Start from dp[m][n] (bottom-right of table) and trace backwards. When characters match, move diagonally (up-left) and append the character. When they don't match, move in the direction of the larger value (up if dp[i-1][j] > dp[i][j-1], else left). This reconstructs the LCS by reversing the decisions made during table construction.

3. What's the relationship between LCS and Edit Distance?

Both are DP string alignment problems. LCS finds the longest common subsequence, maximizing matches. Edit distance (Levenshtein) finds minimum operations to transform one string to another, minimizing cost. The relationship: edit_distance = |s1| + |s2| - 2 × LCS_length when insertions/deletions cost 1 and substitutions cost 2. They optimize opposite objectives.

4. Can you implement LCS using only O(n) space?

Yes, using a rolling array technique. Since each dp[i][j] only depends on dp[i-1][j-1], dp[i-1][j], and dp[i][j-1], we only need the previous row. Maintain two arrays of length n+1 (prev and curr). After processing each row, swap them. This reduces space from O(mn) to O(min(m,n)). The trade-off is that you lose the ability to reconstruct the actual LCS string — only the length is available.

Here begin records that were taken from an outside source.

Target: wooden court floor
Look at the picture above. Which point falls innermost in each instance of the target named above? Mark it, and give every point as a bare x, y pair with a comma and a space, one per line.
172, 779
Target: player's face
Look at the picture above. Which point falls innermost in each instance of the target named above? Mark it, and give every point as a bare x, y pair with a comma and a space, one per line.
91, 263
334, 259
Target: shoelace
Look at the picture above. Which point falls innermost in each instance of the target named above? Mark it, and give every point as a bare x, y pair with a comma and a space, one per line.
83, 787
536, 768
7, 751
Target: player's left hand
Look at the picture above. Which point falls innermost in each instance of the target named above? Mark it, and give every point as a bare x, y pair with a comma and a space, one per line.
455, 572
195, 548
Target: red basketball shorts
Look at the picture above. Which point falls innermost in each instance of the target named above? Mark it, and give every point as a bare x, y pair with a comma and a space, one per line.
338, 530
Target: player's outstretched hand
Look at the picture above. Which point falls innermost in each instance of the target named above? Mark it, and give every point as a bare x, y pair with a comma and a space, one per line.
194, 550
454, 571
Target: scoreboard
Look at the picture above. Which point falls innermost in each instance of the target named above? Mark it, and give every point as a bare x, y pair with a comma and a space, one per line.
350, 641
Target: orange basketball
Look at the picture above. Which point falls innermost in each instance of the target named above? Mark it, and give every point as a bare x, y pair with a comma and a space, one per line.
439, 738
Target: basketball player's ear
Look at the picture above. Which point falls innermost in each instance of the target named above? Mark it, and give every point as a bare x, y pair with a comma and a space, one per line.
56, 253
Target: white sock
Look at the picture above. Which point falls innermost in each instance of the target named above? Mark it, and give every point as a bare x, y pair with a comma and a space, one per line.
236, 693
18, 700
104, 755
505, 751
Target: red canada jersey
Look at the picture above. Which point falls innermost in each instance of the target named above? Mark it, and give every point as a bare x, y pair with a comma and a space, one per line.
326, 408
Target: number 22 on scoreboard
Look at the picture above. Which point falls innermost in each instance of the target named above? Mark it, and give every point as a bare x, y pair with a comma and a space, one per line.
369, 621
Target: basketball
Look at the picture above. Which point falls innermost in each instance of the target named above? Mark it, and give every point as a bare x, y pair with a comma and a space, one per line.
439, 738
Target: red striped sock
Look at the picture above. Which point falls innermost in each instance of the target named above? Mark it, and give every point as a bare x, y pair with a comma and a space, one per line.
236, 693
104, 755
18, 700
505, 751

5. How would you find all longest common subsequences?

To enumerate all LCS strings, modify the traceback. When both dp[i-1][j] == dp[i][j-1] and they exceed the diagonal value, two valid paths exist. Use backtracking with memoization to collect all distinct LCS strings. The worst-case number of LCS strings is exponential — strings of all identical characters like "AAA" and "AAA" yield C(2n,n) possible LCS strings — so complete enumeration is only practical for small inputs.

6. What happens to LCS when strings are very large (100K+ characters)?

The standard O(mn) DP becomes impractical due to both time and memory. A 100K x 100K table requires 10 billion cells. Workarounds exist: use Hirschberg's algorithm for O(min(m,n)) space LCS reconstruction, suffix automaton or bit-parallel techniques for small alphabets, Myers' O(ND) diff algorithm for nearly identical strings, or heuristic approximations when exact LCS is not required.

7. How does LCS compare to Longest Common Substring?

LCS allows gaps between matched characters; longest common substring (LCSubstr) requires characters to be contiguous in both strings. LCS uses DP with max-over-neighbors: if match: dp[i][j] = dp[i-1][j-1] + 1, else: dp[i][j] = max(dp[i-1][j], dp[i][j-1]). LCSubstr resets to zero on a miss: if match: dp[i][j] = dp[i-1][j-1] + 1, else: dp[i][j] = 0. LCSubstr can be solved in O(n+m) with suffix automaton or rolling hash, while LCS is inherently O(mn) in general.

8. Given three strings, how do you find their LCS?

Extend the 2D DP to 3D. When all three characters match, dp[i][j][k] = 1 + dp[i-1][j-1][k-1]. Otherwise take the max of dp[i-1][j][k], dp[i][j-1][k], and dp[i][j][k-1]. Time complexity becomes O(mnp) and space O(mnp). Generalizing to k strings blows up to O(n^k) time, which becomes intractable quickly — multi-string LCS is NP-hard for arbitrary k.

9. How would you use LCS for plagiarism detection?

Compute the LCS between two documents (tokenized as sentences, words, or n-grams). The plagiarism ratio is LCS_length / min(|A|, |B|). A high ratio signals significant overlap. In practice: normalize text by removing whitespace and punctuation, use sentence-level tokens for better semantics, combine with shingling and MinHash for large corpora, and set a threshold (e.g., 0.8) to flag potential plagiarism.

10. What is Hirschberg's algorithm and why is it important?

Hirschberg's algorithm computes the LCS in O(mn) time but only O(min(m,n)) space while still reconstructing the full LCS string. The trick is divide-and-conquer: compute the DP forward from the start and backward from the end for the middle row, find where forward + backward is maximized to get the split point, then recursively solve the two halves. The significance is that LCS reconstruction doesn't need the full O(mn) DP table — this makes it feasible for large strings where memory is the real bottleneck.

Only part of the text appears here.